Esta exposición nos entrega un más en la producción de Vega, que se adentra en la plenitud de su madurez creativa. Al recorrerla debemos partir de varios presupuestos definitivos. Entre ellos, son esenciales la certidumbre de que para este artista mayor, las nubes son paisaje dentro del paisaje y que el amanecer es símbolo de renacimiento. De idéntica relevancia, el que las palmas -la palma herediana- son algo más que ese árbol emblemático de los cubanos, son el cubano, cada cubano.

Hay varios cuadros de esta exposición en que la palma tiene un papel protagónico sin establecerse como imagen absoluta de una totalidad. Uno de ellos es “La despedida”. Muestra varias palmas desprendiéndose del macizo insular, copiosamente arbolado, y avanzando por las aguas de un mar terrible, en este caso sereno, hacia la orilla de otra playa, marchándose de la Isla. En ese lenguaje en que los árboles son voces definitivas, “La cima del mundo” nos entrega la imagen de un majestuoso árbol sobre una loma y las palmas ascendiendo hacia el cielo. Es el distanciamiento sin perder la esencia. Si las nubes son paisaje dentro del paisaje, podemos hallar otro exponente de distanciamiento en “Mangos en el paraíso”, en que. un “mata” de mangos crece sobre las nubes, más allá de su suelo.

En esta colección de obras que son exponente de una tan rica como armónica evolución en la plenitud de la madurez de un artista principal, quiero destacar dos obras. Están centradas en los “papalotes”, en buen cubano, cometas en buen romance. Parten, y huelgan las explicaciones, de esa memorable experiencia de la infancia que es empinar un papalote. Una de ellas es “La Habana se fue a bolina”, en que los papalotes muestran paisajes de la capital cubana, que se pierde en las nubes, que se va “a bolina”, conforme a la expresión popular. La otra es “La creación”, en que la bandera cubana figura en dos papalotes que parecen fundirse. Ambos cuadros, desde su evocación de la inocente magia de empinar papelote, son una clara alusión a Cuba y a la actual tragedia que vive. Dos cuadros, en que las nubes siguen siendo paisaje y sirven de expresión de la realidad nacional.

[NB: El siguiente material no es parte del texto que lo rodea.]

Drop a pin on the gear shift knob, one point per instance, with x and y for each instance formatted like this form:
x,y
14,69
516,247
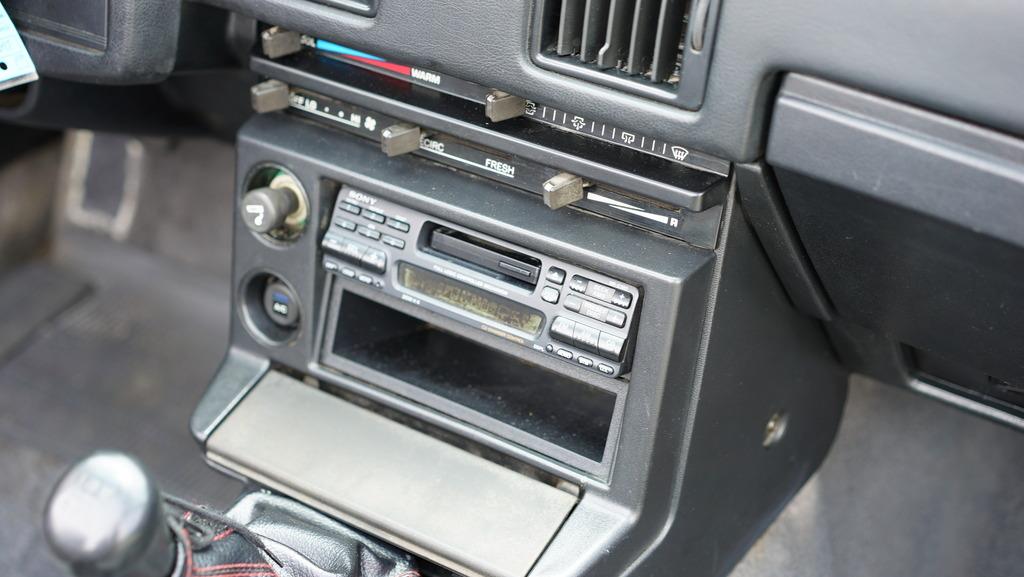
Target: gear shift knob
x,y
105,519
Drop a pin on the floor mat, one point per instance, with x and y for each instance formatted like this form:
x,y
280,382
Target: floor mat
x,y
121,369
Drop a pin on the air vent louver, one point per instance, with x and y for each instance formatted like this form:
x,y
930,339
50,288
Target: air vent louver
x,y
639,38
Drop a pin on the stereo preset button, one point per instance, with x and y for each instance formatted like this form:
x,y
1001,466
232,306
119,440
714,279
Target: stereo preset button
x,y
595,312
369,233
399,225
587,337
579,284
573,302
561,329
348,250
349,207
623,299
615,319
375,260
610,346
550,294
331,265
555,275
373,215
391,241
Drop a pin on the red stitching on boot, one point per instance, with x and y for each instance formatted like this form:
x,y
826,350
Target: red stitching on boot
x,y
222,535
232,566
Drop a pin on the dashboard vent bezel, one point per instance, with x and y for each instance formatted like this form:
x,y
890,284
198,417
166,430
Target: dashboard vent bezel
x,y
561,52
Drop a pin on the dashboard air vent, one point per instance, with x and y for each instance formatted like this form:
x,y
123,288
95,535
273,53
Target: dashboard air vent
x,y
636,38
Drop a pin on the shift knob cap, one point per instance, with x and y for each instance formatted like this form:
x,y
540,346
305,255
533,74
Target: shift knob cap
x,y
105,519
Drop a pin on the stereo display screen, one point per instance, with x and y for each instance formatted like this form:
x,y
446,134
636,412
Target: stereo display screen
x,y
470,299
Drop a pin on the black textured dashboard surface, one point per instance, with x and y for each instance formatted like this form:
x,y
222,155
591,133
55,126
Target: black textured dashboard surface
x,y
961,59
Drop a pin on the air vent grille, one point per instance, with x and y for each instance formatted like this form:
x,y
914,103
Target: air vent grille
x,y
636,38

Hay un cuadro que expresa, de igual manera, a través de la metáfora, el cotidiano acontecer cubano. Es “A dónde vamos”. Muestra a dos hermosos caballos, uno ya en su pleno desarrollo y otro más joven, que galopan entre las nubes, absoluto del paisaje, hacia un precipicio iluminado por la luna.

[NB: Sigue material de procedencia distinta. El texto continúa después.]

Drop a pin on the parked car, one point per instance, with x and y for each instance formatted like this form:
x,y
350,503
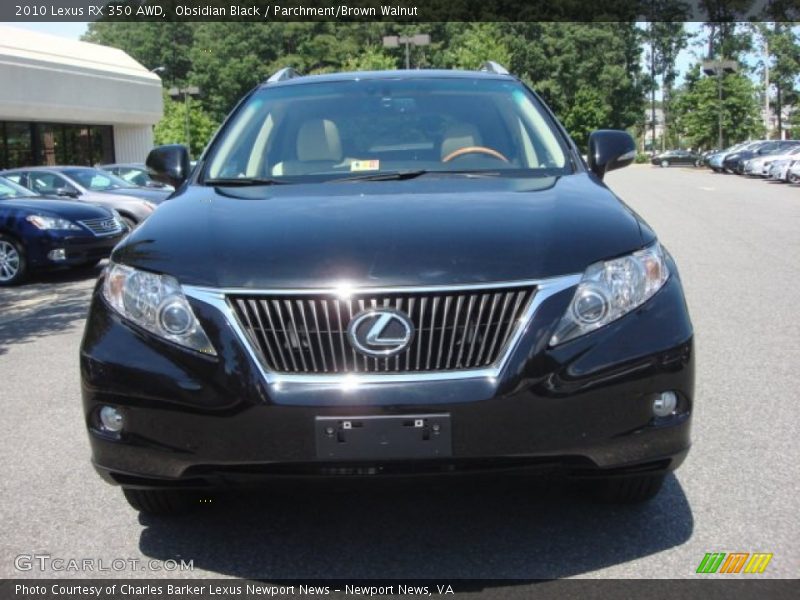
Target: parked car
x,y
677,157
793,172
781,166
734,162
136,174
388,272
87,185
759,165
39,233
714,161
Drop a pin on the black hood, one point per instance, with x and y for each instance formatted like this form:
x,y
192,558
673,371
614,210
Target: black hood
x,y
66,209
426,231
154,195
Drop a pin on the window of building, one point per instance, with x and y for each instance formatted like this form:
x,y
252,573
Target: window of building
x,y
24,144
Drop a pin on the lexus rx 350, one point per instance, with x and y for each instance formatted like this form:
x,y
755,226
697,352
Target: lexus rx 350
x,y
373,274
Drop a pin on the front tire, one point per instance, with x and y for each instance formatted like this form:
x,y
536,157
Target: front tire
x,y
160,502
628,490
13,266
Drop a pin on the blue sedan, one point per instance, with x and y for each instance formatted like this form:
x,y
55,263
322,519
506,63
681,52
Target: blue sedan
x,y
39,233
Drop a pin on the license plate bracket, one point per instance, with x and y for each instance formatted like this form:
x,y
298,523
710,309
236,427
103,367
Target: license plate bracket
x,y
383,437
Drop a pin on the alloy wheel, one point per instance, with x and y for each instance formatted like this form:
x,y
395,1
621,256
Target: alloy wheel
x,y
9,261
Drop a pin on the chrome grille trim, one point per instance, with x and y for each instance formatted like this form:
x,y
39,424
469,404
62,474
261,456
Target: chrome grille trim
x,y
103,226
217,297
300,336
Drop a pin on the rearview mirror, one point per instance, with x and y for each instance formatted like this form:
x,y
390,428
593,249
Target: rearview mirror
x,y
610,149
169,164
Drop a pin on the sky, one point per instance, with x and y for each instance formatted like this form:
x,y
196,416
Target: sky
x,y
686,58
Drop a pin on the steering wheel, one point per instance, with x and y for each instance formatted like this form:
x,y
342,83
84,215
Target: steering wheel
x,y
474,150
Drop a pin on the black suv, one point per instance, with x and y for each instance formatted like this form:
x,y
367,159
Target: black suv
x,y
382,273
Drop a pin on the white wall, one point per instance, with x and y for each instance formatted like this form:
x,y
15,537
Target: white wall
x,y
46,78
132,143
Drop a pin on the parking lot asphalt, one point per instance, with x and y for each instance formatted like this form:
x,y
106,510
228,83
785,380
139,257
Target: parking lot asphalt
x,y
737,243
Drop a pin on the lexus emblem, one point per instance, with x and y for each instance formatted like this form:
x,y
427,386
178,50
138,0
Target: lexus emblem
x,y
380,332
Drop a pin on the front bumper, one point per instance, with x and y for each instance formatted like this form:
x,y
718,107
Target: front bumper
x,y
583,407
78,249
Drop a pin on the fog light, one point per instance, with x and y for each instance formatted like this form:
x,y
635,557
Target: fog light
x,y
111,419
665,404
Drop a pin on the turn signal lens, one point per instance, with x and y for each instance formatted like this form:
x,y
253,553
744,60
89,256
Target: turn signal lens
x,y
610,290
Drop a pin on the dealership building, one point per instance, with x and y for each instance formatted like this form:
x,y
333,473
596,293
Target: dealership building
x,y
71,102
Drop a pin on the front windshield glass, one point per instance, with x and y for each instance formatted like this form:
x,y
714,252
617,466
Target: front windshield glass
x,y
345,129
96,180
9,189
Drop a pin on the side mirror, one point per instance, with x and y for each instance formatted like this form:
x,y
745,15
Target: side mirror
x,y
169,164
610,149
67,192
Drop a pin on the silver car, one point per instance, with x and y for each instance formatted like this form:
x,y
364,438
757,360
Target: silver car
x,y
86,184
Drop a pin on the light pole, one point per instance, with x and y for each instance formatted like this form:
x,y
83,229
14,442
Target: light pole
x,y
185,92
393,41
718,68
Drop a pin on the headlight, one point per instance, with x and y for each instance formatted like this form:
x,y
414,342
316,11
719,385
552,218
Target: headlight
x,y
611,289
157,304
42,222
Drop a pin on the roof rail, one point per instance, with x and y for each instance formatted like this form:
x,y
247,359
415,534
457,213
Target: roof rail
x,y
492,67
283,75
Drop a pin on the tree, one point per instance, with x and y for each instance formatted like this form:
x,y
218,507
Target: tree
x,y
562,61
783,62
171,129
589,111
475,45
372,58
696,108
666,39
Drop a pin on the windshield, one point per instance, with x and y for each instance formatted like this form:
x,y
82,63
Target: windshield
x,y
9,189
332,130
96,180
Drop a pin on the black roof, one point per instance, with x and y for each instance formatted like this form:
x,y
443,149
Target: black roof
x,y
391,74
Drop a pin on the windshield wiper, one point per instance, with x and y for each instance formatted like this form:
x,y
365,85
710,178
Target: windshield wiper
x,y
243,181
401,175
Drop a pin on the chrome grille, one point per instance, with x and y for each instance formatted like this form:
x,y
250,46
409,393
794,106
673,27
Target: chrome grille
x,y
103,226
454,329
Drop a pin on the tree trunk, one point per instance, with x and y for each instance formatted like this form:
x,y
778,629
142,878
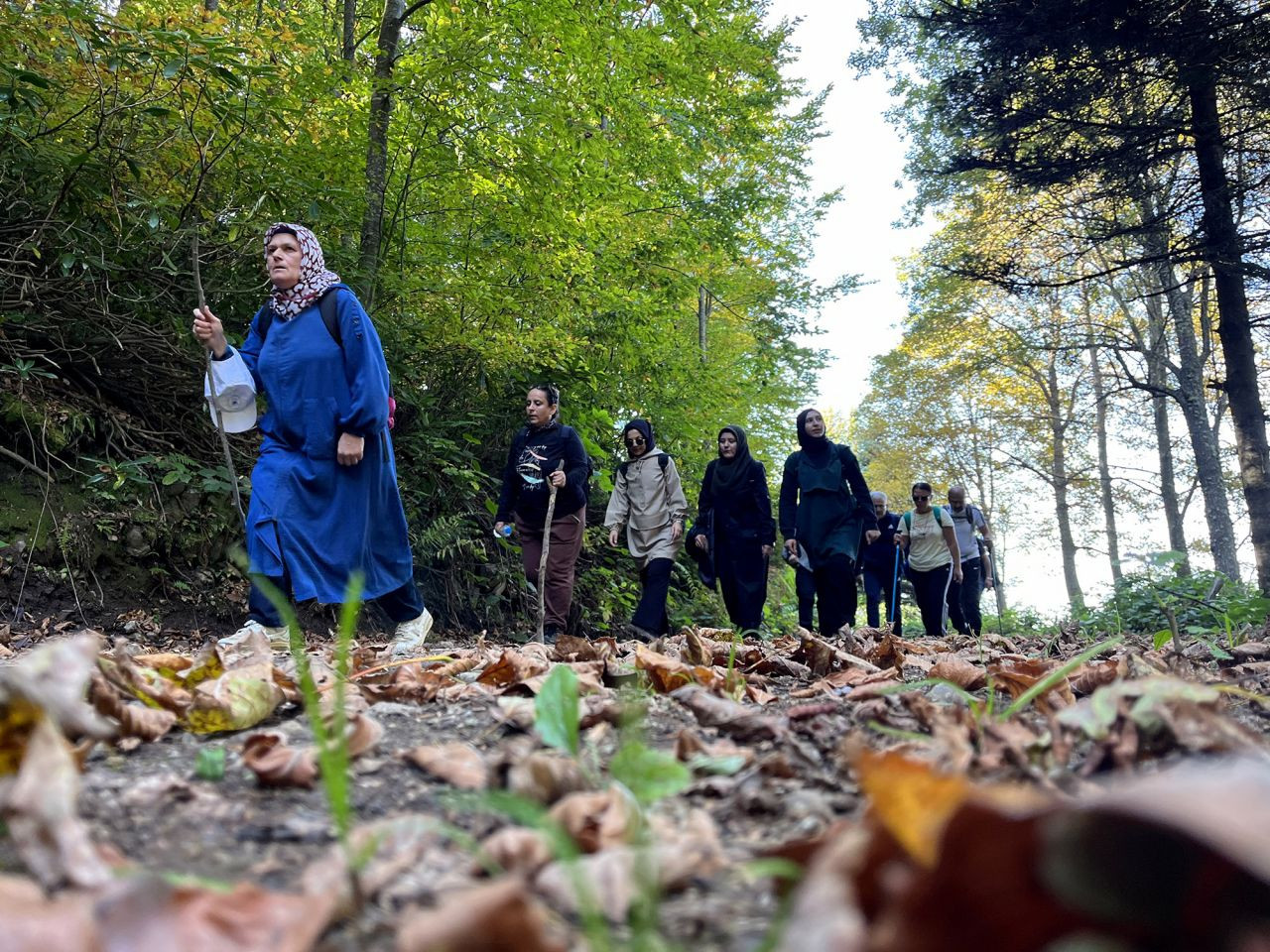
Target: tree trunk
x,y
1156,376
1058,481
395,14
1189,394
1100,425
1224,254
349,32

En el diseño de esta exposición, Vega nos entrega tres cuadros en que la figura humana, al cabo de muchos años, vuelve a dominar una zona de su obra. Son “La siesta”, “La dama del mar” y “La dama de la tierra”. La mujer es centro y anclaje de estos grandes lienzos cuya ejecución es definitivo exponente de la imaginación, el oficio y la maestría del artista.
Estas piezas son, en buena medida un consumado desarrollo de lenguaje que halló en el cartel de “Versos sencillos”. Sus títulos precisos sitúan a los retratos. Lo que es notable, más allá la exquisita ejecución, es como el pintor ha logrado incorporar a las figuras al ambiente que las rodea. Así, en el caso de “La dama del mar”, el vestido de la hermosa joven, en un azul remansado, es parte del mar, en tanto que en “La dama de la tierra”, la lujosa cabellera femenina vuelve a ser origen y fuente de la vegetación. Un tratamiento, en ambos casos, en que predomina la sutileza, lo que enriquece el impacto visual de los lienzos.

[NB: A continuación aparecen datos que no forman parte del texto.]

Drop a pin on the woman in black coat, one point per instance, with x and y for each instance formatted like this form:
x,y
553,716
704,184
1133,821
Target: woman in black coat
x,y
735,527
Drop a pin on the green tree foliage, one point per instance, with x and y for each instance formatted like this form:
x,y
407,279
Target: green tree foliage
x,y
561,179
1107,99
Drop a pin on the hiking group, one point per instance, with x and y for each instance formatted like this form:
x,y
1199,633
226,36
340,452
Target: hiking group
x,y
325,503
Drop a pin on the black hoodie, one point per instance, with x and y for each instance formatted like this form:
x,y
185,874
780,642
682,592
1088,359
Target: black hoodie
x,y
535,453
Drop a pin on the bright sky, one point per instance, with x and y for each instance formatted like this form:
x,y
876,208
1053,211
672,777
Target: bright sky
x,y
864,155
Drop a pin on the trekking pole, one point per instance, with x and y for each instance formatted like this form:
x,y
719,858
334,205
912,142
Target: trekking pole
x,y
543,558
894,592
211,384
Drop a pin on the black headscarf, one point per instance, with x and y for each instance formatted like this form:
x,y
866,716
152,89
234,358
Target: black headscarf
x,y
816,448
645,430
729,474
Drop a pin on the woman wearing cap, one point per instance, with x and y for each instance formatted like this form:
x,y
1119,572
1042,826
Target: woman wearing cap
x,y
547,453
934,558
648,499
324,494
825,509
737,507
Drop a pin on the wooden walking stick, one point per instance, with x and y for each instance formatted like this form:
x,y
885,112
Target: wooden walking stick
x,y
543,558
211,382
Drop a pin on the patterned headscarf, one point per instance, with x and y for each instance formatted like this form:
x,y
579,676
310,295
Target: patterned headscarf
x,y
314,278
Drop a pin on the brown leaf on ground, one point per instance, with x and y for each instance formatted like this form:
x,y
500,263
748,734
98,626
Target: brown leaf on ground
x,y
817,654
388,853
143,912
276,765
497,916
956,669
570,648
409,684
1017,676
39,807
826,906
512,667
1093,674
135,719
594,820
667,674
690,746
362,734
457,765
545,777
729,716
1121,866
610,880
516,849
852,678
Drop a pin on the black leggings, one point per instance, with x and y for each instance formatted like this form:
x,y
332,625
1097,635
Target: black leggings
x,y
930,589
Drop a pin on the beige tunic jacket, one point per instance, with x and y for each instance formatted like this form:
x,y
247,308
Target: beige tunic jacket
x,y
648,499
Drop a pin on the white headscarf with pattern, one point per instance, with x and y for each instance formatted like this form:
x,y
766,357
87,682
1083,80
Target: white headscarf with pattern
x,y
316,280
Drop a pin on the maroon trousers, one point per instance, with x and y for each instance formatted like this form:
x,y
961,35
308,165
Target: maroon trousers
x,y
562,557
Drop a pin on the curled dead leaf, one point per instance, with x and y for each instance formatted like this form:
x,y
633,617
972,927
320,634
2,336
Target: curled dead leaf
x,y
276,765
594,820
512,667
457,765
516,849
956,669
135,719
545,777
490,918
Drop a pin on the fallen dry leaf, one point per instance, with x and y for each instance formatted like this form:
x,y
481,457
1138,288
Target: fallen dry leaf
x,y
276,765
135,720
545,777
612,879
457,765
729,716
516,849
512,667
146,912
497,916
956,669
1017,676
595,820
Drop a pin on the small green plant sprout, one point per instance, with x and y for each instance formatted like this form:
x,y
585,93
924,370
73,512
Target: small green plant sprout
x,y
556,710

En este riço conjunto paisajístico, destacan obras que son nuevas interpretaciones de lienzos previos, cuya posibilidad ha revitalizado y renovado completamente el pintor. Ejemplo de ello es “El capitolio”, en el que el imponente edificio habanero está sumido en la exuberancia de una selva. Y aquí, teniendo en cuenta el sentido metafórico que maneja el creador, debe precisarse que la exuberancia puede ser una manifestación de lo terrible.

Uno de los cuadros centrales de esta exposición, y de creciente significado en una selección ideal de la obra del artista, es “Nostalgia”, en que la isla de Cuba, gloriosa en su vegetación, ha sido concebida para aludir a ese caimán con que tanto se le ha comparado. Una isla fascinante, celebrada desde su descubrimiento, que anclada en aguas tan hermosas como terribles es, en este lienzo mayor, tanto presencia como distancia, recuerdo y nostalgia.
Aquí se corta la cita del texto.